Though, the situation still remains interesting. transmute has safety precondition expressed as
Both the argument and the result must be valid at their given type.
If the precondition of transmute was fully satisfied, behavior would not be undefined; therefore, since UB is declared here, one of the two precondition parts fails.
It is clear that Discriminant<T> is valid since it is obtained through safe, presumably sound API. That generally means that bitwise-moved discriminant is not valid for primitive types! (Or that transmute does not list all assumptions, which is somewhat possible given it doesn't have "Safety" section at all.)
in order to declare that transmuteing your struct is undefined, at least to consumers of your code, all you need to do is say so
I don't think that's right? If I wrote my function unsafe fn handle_my_struct(s: SecretBox) then I could indeed write whatever requirements to call it, and it would not be a breaking change to assume any of them. However, to make transmute UB I must fail its preconditions.
No, all it means is that it's not guaranteed to be. For example, it could contain padding or otherwise uninit bytes.

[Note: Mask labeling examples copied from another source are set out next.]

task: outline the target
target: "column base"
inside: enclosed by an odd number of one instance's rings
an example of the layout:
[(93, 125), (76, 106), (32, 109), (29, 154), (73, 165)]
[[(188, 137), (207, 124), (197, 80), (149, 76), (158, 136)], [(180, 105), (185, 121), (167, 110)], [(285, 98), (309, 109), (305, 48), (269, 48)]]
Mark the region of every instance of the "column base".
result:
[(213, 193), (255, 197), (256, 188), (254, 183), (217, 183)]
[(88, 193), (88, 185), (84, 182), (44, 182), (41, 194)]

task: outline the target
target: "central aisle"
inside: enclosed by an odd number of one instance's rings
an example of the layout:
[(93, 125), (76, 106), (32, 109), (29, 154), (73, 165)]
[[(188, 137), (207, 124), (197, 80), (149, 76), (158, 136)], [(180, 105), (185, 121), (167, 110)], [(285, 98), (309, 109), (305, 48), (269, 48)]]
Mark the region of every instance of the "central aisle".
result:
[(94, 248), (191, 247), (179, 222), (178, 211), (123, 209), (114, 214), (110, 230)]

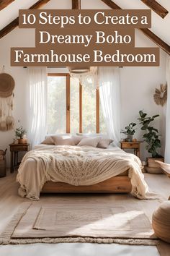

The difference here is between "language UB" and "library UB". Language UB is when you directly break a precondition of the language (like dereffing a null pointer). Library UB is when you break an invariant of a public API, or make your unsafe code rely on an undocumented and unpromised detail of it.
Library UB doesn't necessarily lead to language UB (just like transmute::<Discriminant, u64> might not be directly illegal), but it's still unsound to rely on it. That's because any change could break it, without warning or major version bump. So while the two are technically distinct, it's always best to treat them the same.